Having calculated the amount of insulation you need and bought the necessary number of rolls, you can now take it up into the loft and open your first roll. (Don’t be tempted to open it up to have a look at it before you get it up there. It expands when the wrapping is breached!)
Place the free end between a pair of joists, pointing into the eaves, but don’t block the ventilation gap – remember what we said about allowing proper circulation of air through the loft? You can either trim the end of the roll down to a bevel edge (cheaper, but more fiddly) or else fit eaves vents.
You can now unroll the blanket along the run of the joists, remembering to keep electrical wires and fittings clear of the blanket to avoid overheating. Make sure it fits snugly, but don’t press it down too hard – the air within the blanket adds to the insulating effect, and expelling the air by compressing it lessens the insulation. If the roll’s a bit wider than the joists, let it curl against both of them to left and right.

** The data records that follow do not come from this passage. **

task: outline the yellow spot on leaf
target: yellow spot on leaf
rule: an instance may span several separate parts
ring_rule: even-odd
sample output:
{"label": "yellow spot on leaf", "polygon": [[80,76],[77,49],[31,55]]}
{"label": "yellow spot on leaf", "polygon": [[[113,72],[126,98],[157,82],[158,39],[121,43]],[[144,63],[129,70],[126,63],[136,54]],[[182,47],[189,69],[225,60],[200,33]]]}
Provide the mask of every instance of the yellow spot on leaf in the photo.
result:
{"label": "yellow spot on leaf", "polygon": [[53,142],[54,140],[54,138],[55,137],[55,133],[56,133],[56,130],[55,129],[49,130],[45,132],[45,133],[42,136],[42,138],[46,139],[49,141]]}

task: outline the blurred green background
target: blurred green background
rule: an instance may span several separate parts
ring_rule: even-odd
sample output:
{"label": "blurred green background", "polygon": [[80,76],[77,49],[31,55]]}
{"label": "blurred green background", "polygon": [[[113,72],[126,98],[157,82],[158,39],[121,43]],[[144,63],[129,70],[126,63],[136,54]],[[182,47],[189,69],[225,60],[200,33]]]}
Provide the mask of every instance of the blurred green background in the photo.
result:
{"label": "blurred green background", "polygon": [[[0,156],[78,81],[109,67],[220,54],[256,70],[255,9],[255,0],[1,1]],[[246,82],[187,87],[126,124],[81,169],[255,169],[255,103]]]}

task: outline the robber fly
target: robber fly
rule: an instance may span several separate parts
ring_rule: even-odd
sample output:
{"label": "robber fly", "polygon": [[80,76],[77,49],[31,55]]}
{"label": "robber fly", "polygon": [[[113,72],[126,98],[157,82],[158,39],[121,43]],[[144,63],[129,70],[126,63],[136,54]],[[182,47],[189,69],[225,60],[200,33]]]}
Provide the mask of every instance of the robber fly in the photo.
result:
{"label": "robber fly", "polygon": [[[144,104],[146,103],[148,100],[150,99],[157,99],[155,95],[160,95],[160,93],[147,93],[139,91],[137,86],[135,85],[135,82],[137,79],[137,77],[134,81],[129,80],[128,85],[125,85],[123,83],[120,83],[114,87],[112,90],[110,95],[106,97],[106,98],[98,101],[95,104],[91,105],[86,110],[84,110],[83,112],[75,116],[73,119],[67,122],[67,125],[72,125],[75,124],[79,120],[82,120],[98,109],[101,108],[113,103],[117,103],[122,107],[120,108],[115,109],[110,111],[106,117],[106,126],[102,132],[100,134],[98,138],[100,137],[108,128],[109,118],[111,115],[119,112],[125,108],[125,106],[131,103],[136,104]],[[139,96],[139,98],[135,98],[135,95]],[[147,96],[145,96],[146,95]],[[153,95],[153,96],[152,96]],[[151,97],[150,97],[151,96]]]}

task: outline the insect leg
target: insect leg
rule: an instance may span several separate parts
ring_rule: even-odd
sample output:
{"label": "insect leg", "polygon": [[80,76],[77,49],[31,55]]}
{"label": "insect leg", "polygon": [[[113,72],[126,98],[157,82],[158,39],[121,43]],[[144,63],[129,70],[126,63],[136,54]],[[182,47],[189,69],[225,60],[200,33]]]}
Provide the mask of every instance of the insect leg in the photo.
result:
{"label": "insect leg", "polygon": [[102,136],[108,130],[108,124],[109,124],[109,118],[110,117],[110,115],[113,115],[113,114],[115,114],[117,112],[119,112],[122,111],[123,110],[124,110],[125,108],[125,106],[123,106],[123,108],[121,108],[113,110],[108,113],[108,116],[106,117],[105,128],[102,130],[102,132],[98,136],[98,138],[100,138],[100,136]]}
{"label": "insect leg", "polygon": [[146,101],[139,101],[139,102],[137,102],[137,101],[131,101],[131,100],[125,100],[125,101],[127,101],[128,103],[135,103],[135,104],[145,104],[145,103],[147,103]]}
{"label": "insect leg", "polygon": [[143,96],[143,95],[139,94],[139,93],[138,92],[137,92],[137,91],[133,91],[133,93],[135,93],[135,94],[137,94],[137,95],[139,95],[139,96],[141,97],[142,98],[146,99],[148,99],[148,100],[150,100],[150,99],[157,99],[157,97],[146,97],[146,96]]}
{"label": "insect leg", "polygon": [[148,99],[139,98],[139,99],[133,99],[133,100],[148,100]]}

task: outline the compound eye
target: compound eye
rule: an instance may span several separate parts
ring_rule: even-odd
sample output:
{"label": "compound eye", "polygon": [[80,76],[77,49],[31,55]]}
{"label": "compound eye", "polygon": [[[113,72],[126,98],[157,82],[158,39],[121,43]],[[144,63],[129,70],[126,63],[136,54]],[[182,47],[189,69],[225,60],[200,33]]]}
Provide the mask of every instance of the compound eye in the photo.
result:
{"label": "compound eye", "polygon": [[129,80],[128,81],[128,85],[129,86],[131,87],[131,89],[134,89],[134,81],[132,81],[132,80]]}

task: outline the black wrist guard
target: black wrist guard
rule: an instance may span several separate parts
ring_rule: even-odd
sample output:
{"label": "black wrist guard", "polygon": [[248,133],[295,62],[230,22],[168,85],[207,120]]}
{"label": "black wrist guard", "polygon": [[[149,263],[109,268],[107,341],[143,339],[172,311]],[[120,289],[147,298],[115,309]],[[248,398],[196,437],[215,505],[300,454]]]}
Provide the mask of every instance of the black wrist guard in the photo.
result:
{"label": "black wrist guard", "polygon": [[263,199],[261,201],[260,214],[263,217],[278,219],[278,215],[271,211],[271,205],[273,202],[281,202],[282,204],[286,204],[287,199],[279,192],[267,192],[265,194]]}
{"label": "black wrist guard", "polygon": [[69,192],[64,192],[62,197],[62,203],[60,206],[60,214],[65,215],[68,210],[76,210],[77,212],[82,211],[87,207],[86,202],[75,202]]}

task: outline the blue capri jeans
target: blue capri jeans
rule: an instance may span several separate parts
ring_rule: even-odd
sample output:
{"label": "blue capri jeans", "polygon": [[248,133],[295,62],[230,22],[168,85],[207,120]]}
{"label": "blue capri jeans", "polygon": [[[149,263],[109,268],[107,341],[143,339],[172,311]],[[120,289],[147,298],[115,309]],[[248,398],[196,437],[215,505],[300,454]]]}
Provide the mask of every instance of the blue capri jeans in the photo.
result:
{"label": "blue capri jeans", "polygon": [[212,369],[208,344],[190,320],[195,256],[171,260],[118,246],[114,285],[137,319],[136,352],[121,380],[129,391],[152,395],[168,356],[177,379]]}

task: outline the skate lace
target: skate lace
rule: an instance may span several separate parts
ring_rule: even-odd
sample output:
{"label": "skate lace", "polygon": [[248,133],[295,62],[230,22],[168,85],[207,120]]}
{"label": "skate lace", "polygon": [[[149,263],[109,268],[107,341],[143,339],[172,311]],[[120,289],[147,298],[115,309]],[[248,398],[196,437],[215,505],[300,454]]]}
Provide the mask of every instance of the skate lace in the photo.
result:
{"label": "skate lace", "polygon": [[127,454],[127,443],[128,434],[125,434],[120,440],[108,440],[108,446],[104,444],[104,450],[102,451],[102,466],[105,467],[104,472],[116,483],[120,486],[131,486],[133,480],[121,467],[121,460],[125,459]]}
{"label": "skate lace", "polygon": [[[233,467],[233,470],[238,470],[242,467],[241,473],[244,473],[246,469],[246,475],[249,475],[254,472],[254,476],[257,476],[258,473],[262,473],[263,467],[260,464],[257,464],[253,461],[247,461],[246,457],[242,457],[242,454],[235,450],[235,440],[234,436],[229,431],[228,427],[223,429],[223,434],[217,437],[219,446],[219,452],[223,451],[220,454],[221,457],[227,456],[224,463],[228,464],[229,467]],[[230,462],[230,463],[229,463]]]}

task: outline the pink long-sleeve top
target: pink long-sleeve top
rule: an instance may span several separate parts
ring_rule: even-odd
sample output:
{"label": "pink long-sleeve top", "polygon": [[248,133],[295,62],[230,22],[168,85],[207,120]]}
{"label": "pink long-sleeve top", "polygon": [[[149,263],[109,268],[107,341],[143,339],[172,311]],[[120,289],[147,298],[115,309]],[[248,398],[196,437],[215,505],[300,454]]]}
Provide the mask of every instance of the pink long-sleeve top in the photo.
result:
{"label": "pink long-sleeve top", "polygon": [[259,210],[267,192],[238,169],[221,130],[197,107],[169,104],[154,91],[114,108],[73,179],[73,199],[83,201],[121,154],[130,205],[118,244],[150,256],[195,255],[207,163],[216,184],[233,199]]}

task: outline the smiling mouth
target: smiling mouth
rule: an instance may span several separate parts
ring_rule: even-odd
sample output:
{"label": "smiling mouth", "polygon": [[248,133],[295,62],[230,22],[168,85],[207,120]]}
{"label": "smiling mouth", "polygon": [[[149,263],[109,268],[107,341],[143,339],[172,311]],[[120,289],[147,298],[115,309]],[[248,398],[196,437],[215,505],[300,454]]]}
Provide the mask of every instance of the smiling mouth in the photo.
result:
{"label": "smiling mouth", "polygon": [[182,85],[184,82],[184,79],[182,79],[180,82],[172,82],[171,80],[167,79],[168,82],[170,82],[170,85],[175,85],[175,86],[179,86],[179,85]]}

When you come to the end of your first roll, butt the start of the next one up against it and roll it out towards the other side of the loft. Don’t forget to make sure that air is allowed to circulate through the other set of eaves!
If there’s an obstacle that gets in the way of the blanket (like the cold-water tank or the top casings of light fittings, for instance), or an odd space that needs filling, you can trim the blanket to fit using a large knife or suitably sized shears/scissors.
Likewise, you may want to cut a suitably shaped piece of blanket to insulate your loft hatch cover; you can use gaffer tape, drawing pins or adhesive to hold it in place.